Monday, May 24, 2010

Sad Day For Baseball

Dottie Kamenshek, the female baseball player who served as inspiration for Geena Davis' character in the movie classic "A League of their Own" died last Monday, from natural causes. She was 84.

Dottie was one of a kind. As many suspected Davis' character in the movie was a composite of many different players from the All-American Girls Pro Baseball League in the 40s and 50s. Yet Kamenshek was honored by the movie's producers through the name of the movie's lead role.

Many named Dottie as the "Babe Ruth" of the womens league. She is the leagues all time leading batting leader (.292 avg), a mark that some say is the equivalent to a man hitting a career .400. Also she was once described by a member of the New York Yankees as the "fanciest-fielding first baseman I've ever seen, man or woman". She was a seven-time All Star and named in the top 100 female athletes of the century by Sports Illustrated in 1999.

Dottie was a true inspiration not only to the women in the league with her but she was an inspiration to generations of women after her.

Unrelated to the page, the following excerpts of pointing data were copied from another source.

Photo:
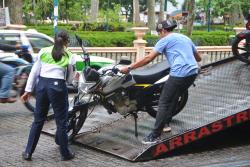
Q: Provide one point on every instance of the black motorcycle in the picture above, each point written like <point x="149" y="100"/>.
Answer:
<point x="126" y="94"/>
<point x="241" y="44"/>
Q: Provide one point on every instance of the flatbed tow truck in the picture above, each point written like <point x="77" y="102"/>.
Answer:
<point x="219" y="101"/>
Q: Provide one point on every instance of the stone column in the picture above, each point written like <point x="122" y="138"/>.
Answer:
<point x="140" y="43"/>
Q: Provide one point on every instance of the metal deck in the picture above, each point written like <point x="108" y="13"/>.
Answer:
<point x="219" y="101"/>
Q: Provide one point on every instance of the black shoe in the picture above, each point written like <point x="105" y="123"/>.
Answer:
<point x="150" y="139"/>
<point x="167" y="128"/>
<point x="26" y="156"/>
<point x="69" y="157"/>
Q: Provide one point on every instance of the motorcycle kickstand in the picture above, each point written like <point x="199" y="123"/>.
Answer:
<point x="135" y="118"/>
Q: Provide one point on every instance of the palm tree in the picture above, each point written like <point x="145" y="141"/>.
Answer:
<point x="191" y="16"/>
<point x="161" y="15"/>
<point x="136" y="11"/>
<point x="15" y="11"/>
<point x="151" y="14"/>
<point x="94" y="10"/>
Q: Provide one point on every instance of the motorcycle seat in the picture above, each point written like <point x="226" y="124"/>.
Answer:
<point x="152" y="73"/>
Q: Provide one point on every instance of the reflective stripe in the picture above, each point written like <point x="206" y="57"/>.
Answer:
<point x="46" y="57"/>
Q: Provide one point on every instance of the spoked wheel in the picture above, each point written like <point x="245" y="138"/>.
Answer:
<point x="76" y="119"/>
<point x="152" y="110"/>
<point x="241" y="48"/>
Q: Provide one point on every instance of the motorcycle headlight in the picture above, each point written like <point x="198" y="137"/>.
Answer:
<point x="85" y="86"/>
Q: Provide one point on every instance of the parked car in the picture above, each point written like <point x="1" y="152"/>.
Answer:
<point x="36" y="41"/>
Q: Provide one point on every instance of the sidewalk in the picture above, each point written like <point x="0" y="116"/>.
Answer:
<point x="15" y="121"/>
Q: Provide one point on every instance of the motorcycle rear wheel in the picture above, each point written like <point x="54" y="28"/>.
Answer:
<point x="241" y="49"/>
<point x="152" y="111"/>
<point x="76" y="120"/>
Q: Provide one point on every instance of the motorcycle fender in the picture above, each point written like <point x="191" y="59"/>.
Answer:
<point x="164" y="79"/>
<point x="244" y="34"/>
<point x="80" y="106"/>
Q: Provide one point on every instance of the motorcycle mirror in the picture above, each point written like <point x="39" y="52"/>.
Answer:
<point x="125" y="60"/>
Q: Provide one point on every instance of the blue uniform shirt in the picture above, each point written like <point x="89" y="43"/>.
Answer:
<point x="179" y="51"/>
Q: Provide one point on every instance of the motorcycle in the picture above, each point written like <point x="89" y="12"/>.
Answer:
<point x="241" y="44"/>
<point x="126" y="94"/>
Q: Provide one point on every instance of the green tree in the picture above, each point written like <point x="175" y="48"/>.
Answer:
<point x="151" y="14"/>
<point x="15" y="11"/>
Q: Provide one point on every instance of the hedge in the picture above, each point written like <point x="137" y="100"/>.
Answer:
<point x="125" y="39"/>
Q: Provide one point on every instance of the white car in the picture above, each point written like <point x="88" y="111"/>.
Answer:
<point x="35" y="40"/>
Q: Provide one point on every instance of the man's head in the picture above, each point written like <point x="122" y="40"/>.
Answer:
<point x="165" y="27"/>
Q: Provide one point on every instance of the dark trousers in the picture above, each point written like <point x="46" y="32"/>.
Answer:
<point x="54" y="92"/>
<point x="172" y="90"/>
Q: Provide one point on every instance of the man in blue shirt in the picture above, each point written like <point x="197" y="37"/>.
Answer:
<point x="182" y="57"/>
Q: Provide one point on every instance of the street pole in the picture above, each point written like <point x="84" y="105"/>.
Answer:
<point x="55" y="16"/>
<point x="166" y="5"/>
<point x="107" y="26"/>
<point x="209" y="16"/>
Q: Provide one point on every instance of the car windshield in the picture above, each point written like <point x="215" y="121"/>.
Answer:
<point x="9" y="39"/>
<point x="38" y="42"/>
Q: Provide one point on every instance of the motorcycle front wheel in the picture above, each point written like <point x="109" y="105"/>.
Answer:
<point x="241" y="48"/>
<point x="152" y="110"/>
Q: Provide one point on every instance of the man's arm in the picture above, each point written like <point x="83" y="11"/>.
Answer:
<point x="145" y="60"/>
<point x="6" y="47"/>
<point x="197" y="56"/>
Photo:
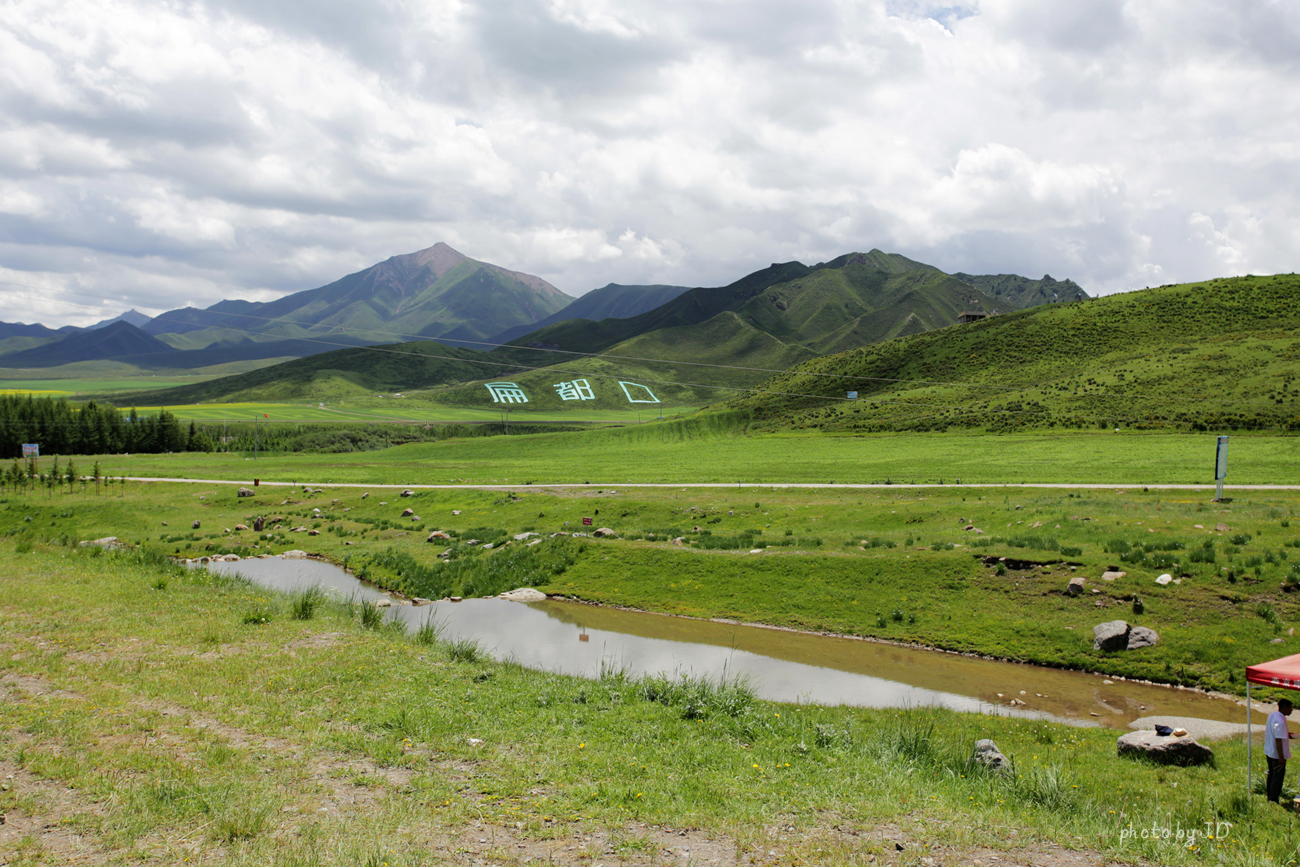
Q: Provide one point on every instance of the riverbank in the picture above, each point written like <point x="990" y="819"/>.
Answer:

I will say that she defiantly inspired my life in ways that she will never know. When I was 12 I was the only girl on my little league all star team. I was told time and time again that baseball was not a sport for a girl and that I should find my place with the other girls cheering on the sidelines. Yet I never did, I stuck with it (and was pretty damn good too). When the movie came out I was 10. It instilled in me this fact that women could do anything, be anything, do anything that they ever wanted. It gave me the courage and the strength to stick with the sport that I loved no matter who made fun of me or told me I was wrong. Ask my brothers, I forced them to watch this movie at least once every 3 days. Every time it comes on the tv to this day, I stop and watch it. Almost as if it was made especially for me and my experiences.

As a final note. My last at bat during that all-star season (which was technically the last time I ever played baseball), I stepped up to the plate, looked out into a field of boys and hit a home run over the center field fence (my first). Rounding those bases, seeing the shock on these boys faces, proved to me that I could do anything that I wanted.

So Dottie Kamenshek thank you for persevering when people told you not to. Your name will always be remembered with those who made it possible for me and my future children to live in a world where we are not judged by our gender. And that if we wanted to, we could really do anything we wanted.